The enthusiasm level hasn’t always been like this. The First Folio is 393 years old, and, for a long time, it took its place alongside the other books on readers' shelves and held no particular fascination. But, as you’ll hear, a time came when all that changed, and the book’s reputation and its value climbed to unimaginable heights.
In this podcast, we try to explain when and why this happened and how Shakespeare’s First Folio became a star. We brought in two people with eminent qualifications for the job. University of Iowa English Professor Adam Hooks is the author of Selling Shakespeare: Biography, Bibliography, and the Book Trade. Dan De Simone is the Eric Weinmann Librarian here at the Folger. Before his career in library work, Dan operated his own New York based bookselling business for 22 years. Dan and Adam are interviewed by Neva Grant.

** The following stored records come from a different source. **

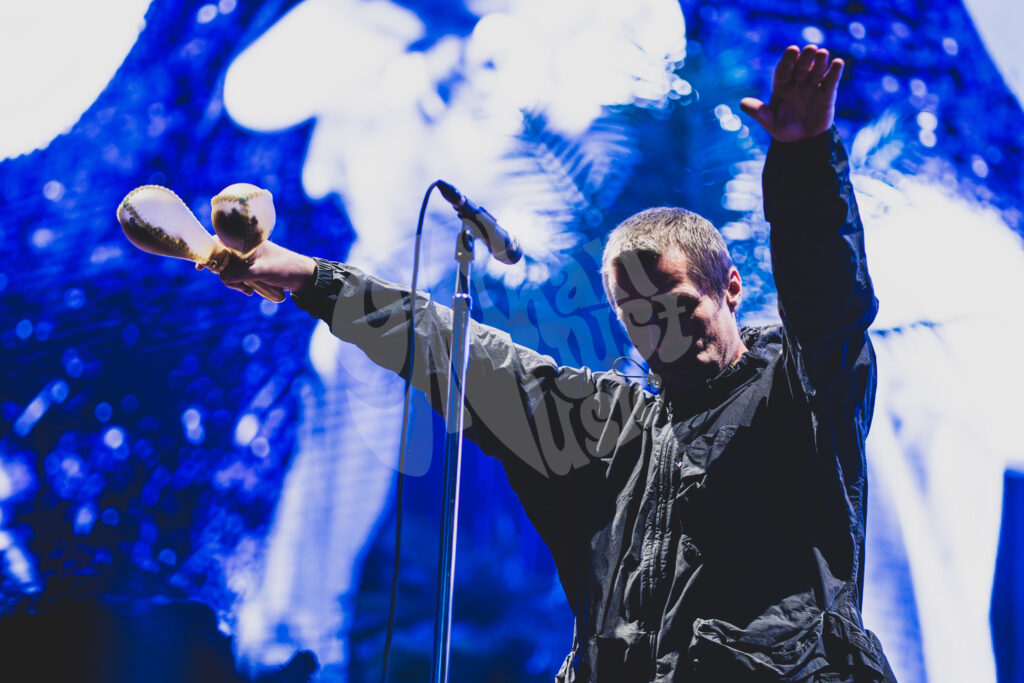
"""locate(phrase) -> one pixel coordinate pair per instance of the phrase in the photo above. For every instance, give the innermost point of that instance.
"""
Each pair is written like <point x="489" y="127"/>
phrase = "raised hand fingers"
<point x="819" y="66"/>
<point x="783" y="71"/>
<point x="802" y="69"/>
<point x="832" y="77"/>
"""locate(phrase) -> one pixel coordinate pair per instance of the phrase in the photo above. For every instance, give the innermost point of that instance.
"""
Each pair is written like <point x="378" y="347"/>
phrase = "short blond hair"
<point x="658" y="230"/>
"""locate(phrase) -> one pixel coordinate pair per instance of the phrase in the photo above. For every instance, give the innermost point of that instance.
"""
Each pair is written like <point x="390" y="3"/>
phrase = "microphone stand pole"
<point x="455" y="409"/>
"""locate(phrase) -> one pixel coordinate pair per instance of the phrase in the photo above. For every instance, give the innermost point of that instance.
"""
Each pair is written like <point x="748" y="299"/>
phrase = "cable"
<point x="404" y="431"/>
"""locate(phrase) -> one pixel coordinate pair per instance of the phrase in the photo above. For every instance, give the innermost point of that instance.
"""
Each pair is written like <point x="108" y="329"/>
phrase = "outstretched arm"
<point x="825" y="297"/>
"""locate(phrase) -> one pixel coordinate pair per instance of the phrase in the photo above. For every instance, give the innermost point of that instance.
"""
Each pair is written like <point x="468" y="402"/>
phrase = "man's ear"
<point x="734" y="290"/>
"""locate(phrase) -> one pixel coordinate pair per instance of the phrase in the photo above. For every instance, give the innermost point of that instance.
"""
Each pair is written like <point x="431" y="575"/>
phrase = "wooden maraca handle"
<point x="156" y="220"/>
<point x="243" y="217"/>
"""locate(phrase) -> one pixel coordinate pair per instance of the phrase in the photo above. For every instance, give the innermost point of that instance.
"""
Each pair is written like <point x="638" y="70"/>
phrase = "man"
<point x="714" y="531"/>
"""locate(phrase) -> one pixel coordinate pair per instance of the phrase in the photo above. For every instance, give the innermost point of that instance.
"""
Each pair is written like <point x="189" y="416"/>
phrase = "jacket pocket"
<point x="830" y="646"/>
<point x="723" y="651"/>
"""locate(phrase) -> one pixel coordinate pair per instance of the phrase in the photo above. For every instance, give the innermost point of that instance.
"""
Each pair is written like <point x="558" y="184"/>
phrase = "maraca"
<point x="156" y="220"/>
<point x="243" y="216"/>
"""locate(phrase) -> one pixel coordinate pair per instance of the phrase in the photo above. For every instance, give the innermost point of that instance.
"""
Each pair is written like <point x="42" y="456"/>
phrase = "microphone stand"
<point x="462" y="302"/>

NEVA GRANT: So, Dan, over the course of 12 months the Folger Library is putting on tour several copies of the First Folio. It’s actually touring all 50 states, Puerto Rico, the District of Columbia, included in that, and, as I understand, so far on the tour it’s been selling out. It’s been a total superstar. I mean that, in some cases, the tickets are all taken. You can’t even get in to see the First Folio.
DANIEL DE SIMONE: I was speaking to a friend of mine today who just came back from Detroit. She said that the numbers of people that came in in Detroit were three times that of what is a normal visitation to the part of the art museum that the book was in. In Seattle, for instance, they sold out the number of tickets before the book even arrived there. We had anticipated that this was going to stimulate a great deal of interest across the country, but we’re beginning to realize that we made a really good decision. As difficult as it is to control this kind of operation, going to 50 states, we’re really happy that we did it, and now that we’re into this process a couple months, we know how to do it really well.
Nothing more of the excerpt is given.